Company valuation refers to the methods used to determine the actual value of your business.
There are many factors (like the ones mentioned above) that can help investors, accountants, and business owners determine the value of a particular business.
Here are six ways to calculate company valuation:
1. Book Value
The most straightforward method of determining a company’s value is to simply subtract liabilities from assets. This methodology is called determining book value.
Although it is effective, it doesn’t take into consideration potential revenue or future earnings. For investors, that is extremely valuable and important.
2. Market Capitalization
A company’s market capitalization represents the total value of its outstanding shares of stock. You can arrive at market capitalization by multiplying the current market value of one share by the amount of outstanding shares a company has. (Outstanding shares means shares owned by shareholders or other investors.)
3. Cash Value Analysis
The cash value analysis method of business valuation (also referred to as discounted cash flow). This method of business valuation allows a company to predict its potential for liquid assets in the future.
In other words, it assigns a value to the company’s current cash flow in tomorrow’s economic conditions. To find a company’s discounted cash flow, you will need to arrive at a terminal cash flow prediction, which makes this type of business valuation useful but slightly unreliable.
4. Enterprise Value
Enterprise value is often thought of as a more accurate picture of a company’s valuation when compared to market capitalization. To arrive at enterprise value, a company combines its debt and equity and subtracts the cash flow that is not being used to support the business. Enterprise value takes into consideration a company’s book value, while market capitalization relies on value determined by investors.
5. EBITDA
It would seem easy to assign a value to your business based solely on your profitability. However, most financial analysts and investors don’t want to rely on this because it can be manipulated to make a company look better or worse.

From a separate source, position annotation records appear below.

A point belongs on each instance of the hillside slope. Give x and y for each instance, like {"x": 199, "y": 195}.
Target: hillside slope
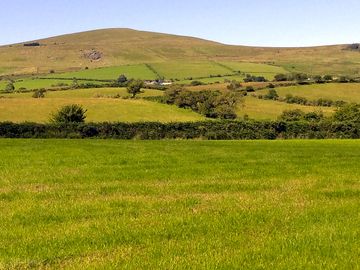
{"x": 114, "y": 47}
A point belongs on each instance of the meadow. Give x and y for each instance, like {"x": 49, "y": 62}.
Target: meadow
{"x": 270, "y": 110}
{"x": 95, "y": 204}
{"x": 349, "y": 92}
{"x": 20, "y": 107}
{"x": 110, "y": 73}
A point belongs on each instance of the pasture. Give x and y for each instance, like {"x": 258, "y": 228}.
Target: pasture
{"x": 21, "y": 107}
{"x": 349, "y": 92}
{"x": 94, "y": 204}
{"x": 270, "y": 110}
{"x": 110, "y": 73}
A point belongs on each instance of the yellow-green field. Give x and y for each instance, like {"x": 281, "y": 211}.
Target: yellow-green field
{"x": 87, "y": 93}
{"x": 335, "y": 91}
{"x": 110, "y": 73}
{"x": 21, "y": 107}
{"x": 126, "y": 46}
{"x": 110, "y": 204}
{"x": 268, "y": 109}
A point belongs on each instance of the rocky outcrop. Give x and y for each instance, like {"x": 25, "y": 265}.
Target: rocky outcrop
{"x": 93, "y": 55}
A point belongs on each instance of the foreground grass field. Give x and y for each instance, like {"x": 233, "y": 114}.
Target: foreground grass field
{"x": 94, "y": 204}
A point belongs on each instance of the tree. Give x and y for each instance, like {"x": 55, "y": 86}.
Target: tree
{"x": 234, "y": 85}
{"x": 40, "y": 93}
{"x": 70, "y": 114}
{"x": 280, "y": 77}
{"x": 318, "y": 79}
{"x": 292, "y": 115}
{"x": 75, "y": 84}
{"x": 172, "y": 93}
{"x": 350, "y": 113}
{"x": 328, "y": 78}
{"x": 122, "y": 79}
{"x": 134, "y": 87}
{"x": 10, "y": 87}
{"x": 272, "y": 95}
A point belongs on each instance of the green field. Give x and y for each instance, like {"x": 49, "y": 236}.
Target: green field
{"x": 269, "y": 109}
{"x": 93, "y": 204}
{"x": 268, "y": 71}
{"x": 87, "y": 93}
{"x": 185, "y": 69}
{"x": 335, "y": 91}
{"x": 110, "y": 73}
{"x": 99, "y": 110}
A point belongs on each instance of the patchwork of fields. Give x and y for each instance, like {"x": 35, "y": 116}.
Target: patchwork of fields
{"x": 349, "y": 92}
{"x": 21, "y": 107}
{"x": 76, "y": 204}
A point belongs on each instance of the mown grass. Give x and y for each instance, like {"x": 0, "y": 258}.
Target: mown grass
{"x": 186, "y": 69}
{"x": 335, "y": 91}
{"x": 91, "y": 204}
{"x": 269, "y": 109}
{"x": 98, "y": 110}
{"x": 268, "y": 71}
{"x": 110, "y": 73}
{"x": 87, "y": 93}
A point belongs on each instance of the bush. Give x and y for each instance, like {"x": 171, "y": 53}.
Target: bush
{"x": 134, "y": 87}
{"x": 212, "y": 104}
{"x": 196, "y": 83}
{"x": 348, "y": 113}
{"x": 70, "y": 114}
{"x": 40, "y": 93}
{"x": 10, "y": 88}
{"x": 212, "y": 130}
{"x": 292, "y": 115}
{"x": 280, "y": 78}
{"x": 271, "y": 95}
{"x": 234, "y": 85}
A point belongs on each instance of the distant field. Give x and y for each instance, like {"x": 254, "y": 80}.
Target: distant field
{"x": 348, "y": 92}
{"x": 105, "y": 204}
{"x": 185, "y": 69}
{"x": 110, "y": 73}
{"x": 267, "y": 109}
{"x": 268, "y": 71}
{"x": 87, "y": 93}
{"x": 99, "y": 110}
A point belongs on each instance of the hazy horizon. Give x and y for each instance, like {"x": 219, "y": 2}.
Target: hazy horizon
{"x": 253, "y": 23}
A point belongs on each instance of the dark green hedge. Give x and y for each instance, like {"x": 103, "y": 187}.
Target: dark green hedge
{"x": 211, "y": 130}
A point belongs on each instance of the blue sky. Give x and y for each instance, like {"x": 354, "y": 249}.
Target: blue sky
{"x": 242, "y": 22}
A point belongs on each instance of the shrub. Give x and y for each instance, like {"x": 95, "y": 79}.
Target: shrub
{"x": 9, "y": 88}
{"x": 280, "y": 77}
{"x": 122, "y": 79}
{"x": 271, "y": 95}
{"x": 249, "y": 89}
{"x": 196, "y": 83}
{"x": 40, "y": 93}
{"x": 292, "y": 115}
{"x": 234, "y": 85}
{"x": 134, "y": 87}
{"x": 69, "y": 114}
{"x": 350, "y": 112}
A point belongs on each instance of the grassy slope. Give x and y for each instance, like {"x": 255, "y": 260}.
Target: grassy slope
{"x": 125, "y": 46}
{"x": 93, "y": 204}
{"x": 87, "y": 93}
{"x": 21, "y": 107}
{"x": 110, "y": 73}
{"x": 347, "y": 92}
{"x": 267, "y": 109}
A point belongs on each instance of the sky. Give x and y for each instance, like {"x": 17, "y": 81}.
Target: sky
{"x": 240, "y": 22}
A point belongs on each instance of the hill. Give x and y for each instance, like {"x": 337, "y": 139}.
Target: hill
{"x": 117, "y": 47}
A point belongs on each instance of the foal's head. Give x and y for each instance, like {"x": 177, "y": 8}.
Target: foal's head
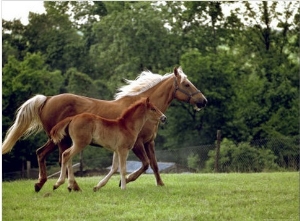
{"x": 153, "y": 113}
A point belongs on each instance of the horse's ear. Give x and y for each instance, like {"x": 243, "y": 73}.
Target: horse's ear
{"x": 176, "y": 71}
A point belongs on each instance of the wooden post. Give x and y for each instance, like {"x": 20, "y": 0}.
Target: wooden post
{"x": 28, "y": 167}
{"x": 81, "y": 163}
{"x": 217, "y": 151}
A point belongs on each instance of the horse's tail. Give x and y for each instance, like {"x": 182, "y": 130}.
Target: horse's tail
{"x": 58, "y": 132}
{"x": 27, "y": 122}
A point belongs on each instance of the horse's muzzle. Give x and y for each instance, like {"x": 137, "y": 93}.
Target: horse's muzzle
{"x": 200, "y": 105}
{"x": 163, "y": 119}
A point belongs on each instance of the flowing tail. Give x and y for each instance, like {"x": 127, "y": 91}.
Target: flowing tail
{"x": 58, "y": 132}
{"x": 27, "y": 122}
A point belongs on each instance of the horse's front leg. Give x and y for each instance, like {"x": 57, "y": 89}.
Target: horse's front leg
{"x": 140, "y": 152}
{"x": 114, "y": 168}
{"x": 150, "y": 150}
{"x": 42, "y": 153}
{"x": 123, "y": 153}
{"x": 63, "y": 171}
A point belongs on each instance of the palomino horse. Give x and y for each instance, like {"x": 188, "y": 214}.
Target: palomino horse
{"x": 41, "y": 112}
{"x": 117, "y": 135}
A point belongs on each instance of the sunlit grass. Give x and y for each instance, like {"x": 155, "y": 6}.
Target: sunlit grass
{"x": 260, "y": 196}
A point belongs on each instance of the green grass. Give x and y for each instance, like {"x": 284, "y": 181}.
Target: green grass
{"x": 260, "y": 196}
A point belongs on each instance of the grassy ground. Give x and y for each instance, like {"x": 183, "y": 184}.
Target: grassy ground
{"x": 261, "y": 196}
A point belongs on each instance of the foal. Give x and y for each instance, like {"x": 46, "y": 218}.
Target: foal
{"x": 117, "y": 135}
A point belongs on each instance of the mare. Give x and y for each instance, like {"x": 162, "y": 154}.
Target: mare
{"x": 42, "y": 113}
{"x": 118, "y": 135}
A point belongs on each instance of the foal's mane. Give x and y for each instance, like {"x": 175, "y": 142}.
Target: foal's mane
{"x": 133, "y": 107}
{"x": 143, "y": 82}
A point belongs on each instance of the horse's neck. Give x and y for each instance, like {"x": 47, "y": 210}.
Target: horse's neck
{"x": 161, "y": 95}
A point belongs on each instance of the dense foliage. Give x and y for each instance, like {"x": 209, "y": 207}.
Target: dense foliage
{"x": 245, "y": 63}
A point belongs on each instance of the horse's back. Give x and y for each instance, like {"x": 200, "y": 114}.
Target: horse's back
{"x": 61, "y": 106}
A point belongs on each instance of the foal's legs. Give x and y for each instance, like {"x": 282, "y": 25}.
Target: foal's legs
{"x": 149, "y": 147}
{"x": 42, "y": 153}
{"x": 113, "y": 169}
{"x": 140, "y": 152}
{"x": 66, "y": 157}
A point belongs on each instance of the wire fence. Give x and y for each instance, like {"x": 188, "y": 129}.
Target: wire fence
{"x": 277, "y": 154}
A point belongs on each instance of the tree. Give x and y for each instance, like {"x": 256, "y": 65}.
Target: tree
{"x": 21, "y": 81}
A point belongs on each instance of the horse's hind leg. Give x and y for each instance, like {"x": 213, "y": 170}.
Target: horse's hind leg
{"x": 64, "y": 145}
{"x": 140, "y": 152}
{"x": 149, "y": 147}
{"x": 113, "y": 169}
{"x": 42, "y": 153}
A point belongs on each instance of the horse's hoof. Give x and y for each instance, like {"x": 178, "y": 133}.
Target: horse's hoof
{"x": 95, "y": 189}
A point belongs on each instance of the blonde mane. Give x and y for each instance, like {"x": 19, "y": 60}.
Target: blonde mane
{"x": 144, "y": 82}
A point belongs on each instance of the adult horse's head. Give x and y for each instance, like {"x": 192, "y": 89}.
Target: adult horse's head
{"x": 186, "y": 91}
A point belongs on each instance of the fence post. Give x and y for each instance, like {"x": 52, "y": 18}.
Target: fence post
{"x": 81, "y": 163}
{"x": 217, "y": 156}
{"x": 28, "y": 167}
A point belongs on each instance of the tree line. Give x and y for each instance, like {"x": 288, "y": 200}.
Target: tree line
{"x": 245, "y": 66}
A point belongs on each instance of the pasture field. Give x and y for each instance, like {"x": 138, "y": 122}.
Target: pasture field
{"x": 253, "y": 196}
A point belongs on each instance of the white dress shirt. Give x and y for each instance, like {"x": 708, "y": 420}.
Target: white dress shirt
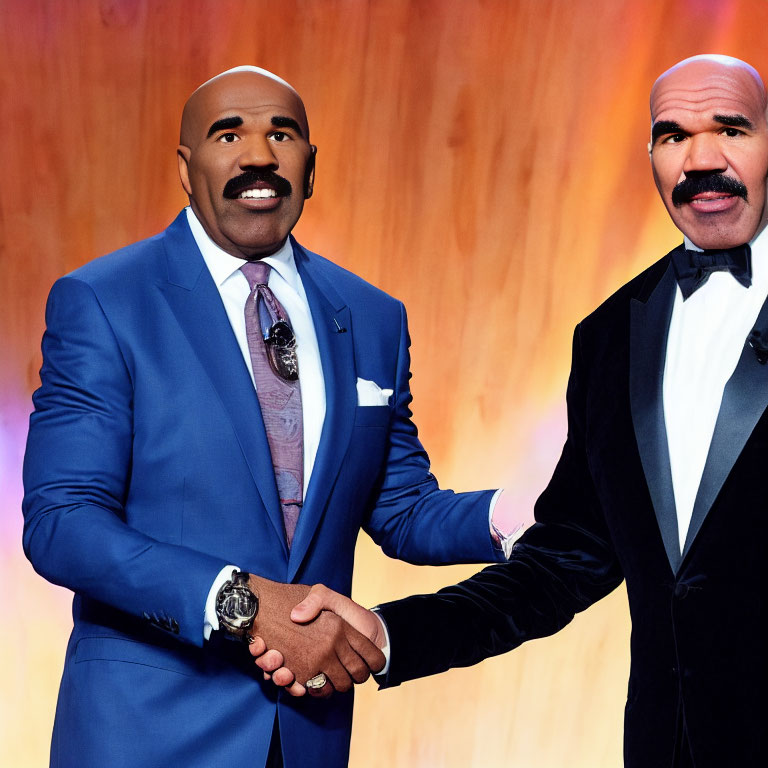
{"x": 706, "y": 337}
{"x": 285, "y": 283}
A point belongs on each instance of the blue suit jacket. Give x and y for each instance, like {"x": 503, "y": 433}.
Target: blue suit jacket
{"x": 148, "y": 470}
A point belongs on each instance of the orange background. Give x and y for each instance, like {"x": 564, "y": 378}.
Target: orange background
{"x": 483, "y": 160}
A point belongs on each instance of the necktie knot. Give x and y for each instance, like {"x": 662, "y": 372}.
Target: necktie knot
{"x": 693, "y": 268}
{"x": 256, "y": 272}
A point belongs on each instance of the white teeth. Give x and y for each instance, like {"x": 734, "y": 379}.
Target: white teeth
{"x": 258, "y": 193}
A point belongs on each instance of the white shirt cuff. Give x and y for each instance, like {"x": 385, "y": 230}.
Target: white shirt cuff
{"x": 210, "y": 619}
{"x": 385, "y": 649}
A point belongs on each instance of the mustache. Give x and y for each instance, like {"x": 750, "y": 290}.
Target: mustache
{"x": 695, "y": 184}
{"x": 248, "y": 178}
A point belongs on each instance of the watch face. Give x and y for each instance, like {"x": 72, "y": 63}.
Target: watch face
{"x": 239, "y": 604}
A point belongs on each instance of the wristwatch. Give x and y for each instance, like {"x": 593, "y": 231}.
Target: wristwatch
{"x": 236, "y": 605}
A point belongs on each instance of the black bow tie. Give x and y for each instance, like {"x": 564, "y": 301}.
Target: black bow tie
{"x": 693, "y": 268}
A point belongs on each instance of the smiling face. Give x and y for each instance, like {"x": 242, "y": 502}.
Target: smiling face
{"x": 709, "y": 149}
{"x": 246, "y": 162}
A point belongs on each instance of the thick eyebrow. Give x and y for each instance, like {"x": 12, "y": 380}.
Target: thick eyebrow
{"x": 224, "y": 124}
{"x": 735, "y": 121}
{"x": 663, "y": 127}
{"x": 280, "y": 121}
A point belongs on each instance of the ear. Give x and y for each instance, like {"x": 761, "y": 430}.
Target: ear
{"x": 309, "y": 174}
{"x": 182, "y": 155}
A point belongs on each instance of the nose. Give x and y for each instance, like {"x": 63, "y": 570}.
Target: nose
{"x": 256, "y": 152}
{"x": 704, "y": 154}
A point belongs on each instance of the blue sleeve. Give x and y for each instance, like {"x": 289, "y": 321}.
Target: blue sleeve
{"x": 77, "y": 471}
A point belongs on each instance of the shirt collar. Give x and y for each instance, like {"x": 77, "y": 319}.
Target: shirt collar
{"x": 223, "y": 265}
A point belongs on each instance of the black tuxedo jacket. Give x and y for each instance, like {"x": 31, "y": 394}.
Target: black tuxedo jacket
{"x": 698, "y": 619}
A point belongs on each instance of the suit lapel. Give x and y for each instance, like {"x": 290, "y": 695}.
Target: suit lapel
{"x": 649, "y": 326}
{"x": 195, "y": 301}
{"x": 745, "y": 398}
{"x": 333, "y": 327}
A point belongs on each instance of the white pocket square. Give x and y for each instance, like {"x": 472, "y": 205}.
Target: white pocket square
{"x": 370, "y": 393}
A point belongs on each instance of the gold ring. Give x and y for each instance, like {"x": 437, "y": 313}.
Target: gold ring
{"x": 317, "y": 682}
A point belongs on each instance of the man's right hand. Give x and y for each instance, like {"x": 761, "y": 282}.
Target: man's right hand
{"x": 323, "y": 642}
{"x": 320, "y": 605}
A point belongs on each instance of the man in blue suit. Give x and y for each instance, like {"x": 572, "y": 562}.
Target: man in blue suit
{"x": 150, "y": 484}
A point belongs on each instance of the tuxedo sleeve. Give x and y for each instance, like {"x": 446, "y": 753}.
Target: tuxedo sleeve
{"x": 562, "y": 565}
{"x": 77, "y": 471}
{"x": 413, "y": 519}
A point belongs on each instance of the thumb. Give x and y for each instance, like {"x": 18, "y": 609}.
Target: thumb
{"x": 319, "y": 598}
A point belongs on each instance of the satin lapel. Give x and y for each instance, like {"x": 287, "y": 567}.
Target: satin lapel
{"x": 649, "y": 326}
{"x": 745, "y": 398}
{"x": 333, "y": 328}
{"x": 195, "y": 301}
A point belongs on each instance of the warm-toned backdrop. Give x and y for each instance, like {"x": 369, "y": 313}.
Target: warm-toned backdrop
{"x": 483, "y": 160}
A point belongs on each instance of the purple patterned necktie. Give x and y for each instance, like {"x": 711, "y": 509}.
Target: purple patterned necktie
{"x": 279, "y": 398}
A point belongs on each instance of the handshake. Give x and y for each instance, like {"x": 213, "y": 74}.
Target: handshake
{"x": 313, "y": 639}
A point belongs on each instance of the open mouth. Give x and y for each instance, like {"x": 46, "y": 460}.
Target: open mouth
{"x": 708, "y": 191}
{"x": 257, "y": 185}
{"x": 257, "y": 194}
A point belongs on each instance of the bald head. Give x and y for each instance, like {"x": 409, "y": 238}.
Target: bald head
{"x": 263, "y": 85}
{"x": 245, "y": 160}
{"x": 709, "y": 149}
{"x": 713, "y": 72}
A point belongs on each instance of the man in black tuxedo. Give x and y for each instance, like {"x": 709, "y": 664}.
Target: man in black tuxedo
{"x": 662, "y": 477}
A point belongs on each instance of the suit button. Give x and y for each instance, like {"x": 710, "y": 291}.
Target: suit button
{"x": 681, "y": 590}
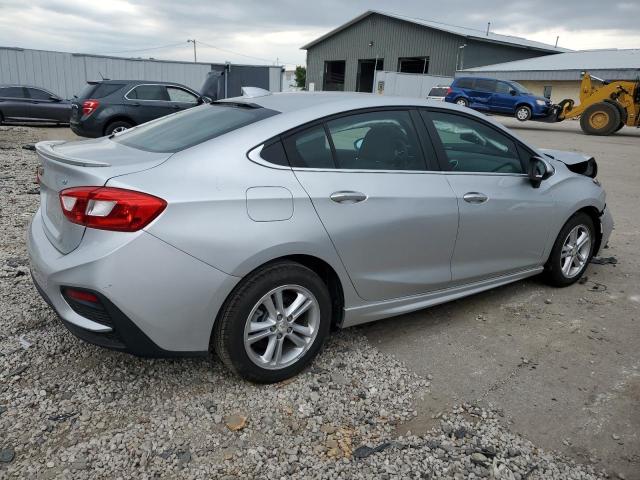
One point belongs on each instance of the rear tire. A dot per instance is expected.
(601, 118)
(263, 305)
(523, 113)
(117, 126)
(572, 251)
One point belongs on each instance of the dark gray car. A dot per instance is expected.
(112, 106)
(23, 103)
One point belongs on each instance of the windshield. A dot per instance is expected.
(191, 127)
(519, 87)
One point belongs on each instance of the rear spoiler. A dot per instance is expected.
(46, 150)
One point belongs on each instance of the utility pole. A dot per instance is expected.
(195, 58)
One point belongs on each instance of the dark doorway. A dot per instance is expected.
(413, 64)
(333, 76)
(366, 70)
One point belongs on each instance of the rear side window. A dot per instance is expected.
(190, 127)
(471, 146)
(149, 92)
(38, 94)
(464, 83)
(485, 85)
(12, 92)
(310, 149)
(273, 152)
(106, 89)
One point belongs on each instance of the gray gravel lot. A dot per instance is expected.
(72, 410)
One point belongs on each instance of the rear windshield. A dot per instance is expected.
(438, 92)
(191, 127)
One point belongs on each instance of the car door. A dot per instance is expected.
(14, 104)
(46, 107)
(392, 220)
(503, 100)
(483, 90)
(504, 221)
(181, 98)
(147, 102)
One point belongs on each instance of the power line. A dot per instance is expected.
(144, 49)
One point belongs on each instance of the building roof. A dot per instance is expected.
(476, 34)
(613, 63)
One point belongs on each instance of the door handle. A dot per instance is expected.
(348, 197)
(475, 197)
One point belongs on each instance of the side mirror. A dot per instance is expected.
(539, 170)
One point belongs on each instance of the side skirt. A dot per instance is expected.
(398, 306)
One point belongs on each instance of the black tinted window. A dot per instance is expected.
(149, 92)
(384, 140)
(485, 85)
(190, 127)
(38, 94)
(310, 149)
(105, 89)
(12, 92)
(274, 153)
(471, 146)
(464, 83)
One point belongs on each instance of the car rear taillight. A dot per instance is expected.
(89, 106)
(108, 208)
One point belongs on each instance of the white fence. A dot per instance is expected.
(407, 84)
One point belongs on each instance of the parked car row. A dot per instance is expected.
(102, 108)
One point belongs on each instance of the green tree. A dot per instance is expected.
(301, 76)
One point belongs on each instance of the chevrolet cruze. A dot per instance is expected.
(252, 226)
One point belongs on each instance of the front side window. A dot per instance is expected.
(38, 94)
(149, 92)
(190, 127)
(180, 95)
(310, 149)
(384, 140)
(12, 92)
(471, 146)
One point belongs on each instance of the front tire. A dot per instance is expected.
(572, 251)
(273, 323)
(523, 113)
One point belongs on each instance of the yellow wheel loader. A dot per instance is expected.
(603, 109)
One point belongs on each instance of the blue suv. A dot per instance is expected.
(498, 96)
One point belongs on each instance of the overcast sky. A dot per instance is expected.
(269, 30)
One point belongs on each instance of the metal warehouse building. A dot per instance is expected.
(66, 73)
(558, 76)
(346, 58)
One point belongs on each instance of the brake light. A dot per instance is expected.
(108, 208)
(89, 106)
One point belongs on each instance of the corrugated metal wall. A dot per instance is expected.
(67, 73)
(394, 38)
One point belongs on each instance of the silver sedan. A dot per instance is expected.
(252, 226)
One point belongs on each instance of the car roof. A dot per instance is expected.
(288, 102)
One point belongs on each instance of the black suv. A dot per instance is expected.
(111, 106)
(24, 103)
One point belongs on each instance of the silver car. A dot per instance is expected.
(252, 226)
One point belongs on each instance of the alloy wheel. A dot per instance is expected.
(575, 251)
(281, 327)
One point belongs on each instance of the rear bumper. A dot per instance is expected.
(159, 300)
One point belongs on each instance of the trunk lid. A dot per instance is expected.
(83, 163)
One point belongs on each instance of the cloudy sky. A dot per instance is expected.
(263, 31)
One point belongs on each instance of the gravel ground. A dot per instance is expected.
(72, 410)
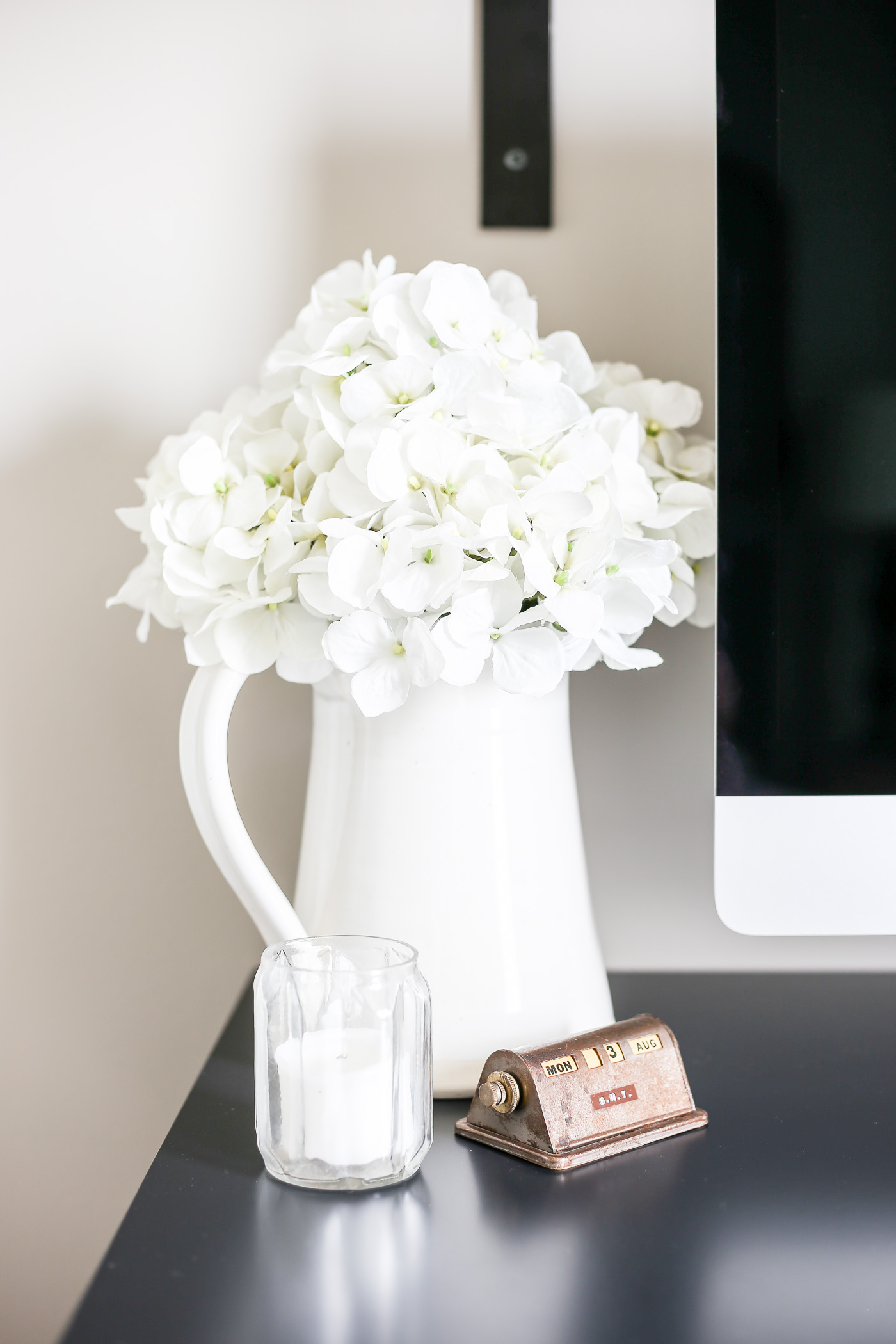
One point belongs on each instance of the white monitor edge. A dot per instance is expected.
(806, 865)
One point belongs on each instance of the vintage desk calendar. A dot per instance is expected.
(575, 1101)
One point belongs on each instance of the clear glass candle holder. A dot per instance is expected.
(343, 1062)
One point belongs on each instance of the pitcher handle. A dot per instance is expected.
(203, 767)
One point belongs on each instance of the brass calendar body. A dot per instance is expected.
(579, 1100)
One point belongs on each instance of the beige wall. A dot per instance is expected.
(177, 173)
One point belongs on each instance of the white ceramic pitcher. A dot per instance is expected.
(452, 824)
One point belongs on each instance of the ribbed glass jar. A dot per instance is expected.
(343, 1062)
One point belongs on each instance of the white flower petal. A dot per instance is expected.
(528, 662)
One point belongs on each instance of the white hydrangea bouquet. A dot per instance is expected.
(424, 486)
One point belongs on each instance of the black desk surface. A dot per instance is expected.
(776, 1224)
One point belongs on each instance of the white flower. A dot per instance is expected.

For instance, tax liabilities and payments to investors can make a company appear less profitable during certain periods even if the company’s profit margins don’t change. To consider amortization and depreciation, companies may elect to arrive at a valuation called EBITDA.
This means “earnings before interest, taxes, depreciation, and amortization.” You’ll need an accountant or business analyst to help you arrive at this number because each company’s formula will differ.
6. Revenue Multiple
A popular way to very quickly determine a company’s potential value is to multiply its current sales by a known multiplier or “score.” For instance, if Company A has $400k in sales, a multiplier of 5 would mean that the company has a potential worth of $2 million.
The revenue multiplier is often used by investors or potential buyers to determine the likelihood that a company will be (or will continue to be) successful. This type of valuation is typically reserved for people attempting to buy your business. It isn’t usually relied upon by business owners themselves.
Which Valuation is Best?
There’s no right or wrong valuation method, although it’s clear that some valuation methods will make a company appear more or less valuable. If you are considering selling your business or offering more shares of your business, speaking to a qualified M&A firm and/or an experienced accountant is one of the best ways to get the most accurate valuation analysis possible. IBEX Middle Market Business Brokers can help with that!
Staying financially literate about your business can help you make necessary decisions quickly and accurately, which can help preserve the life and growth of your company. Remember that the net profitability of your company is only one way to measure your company’s value. There are many other factors that investors and buyers examine during the process of purchasing your business or investing in it.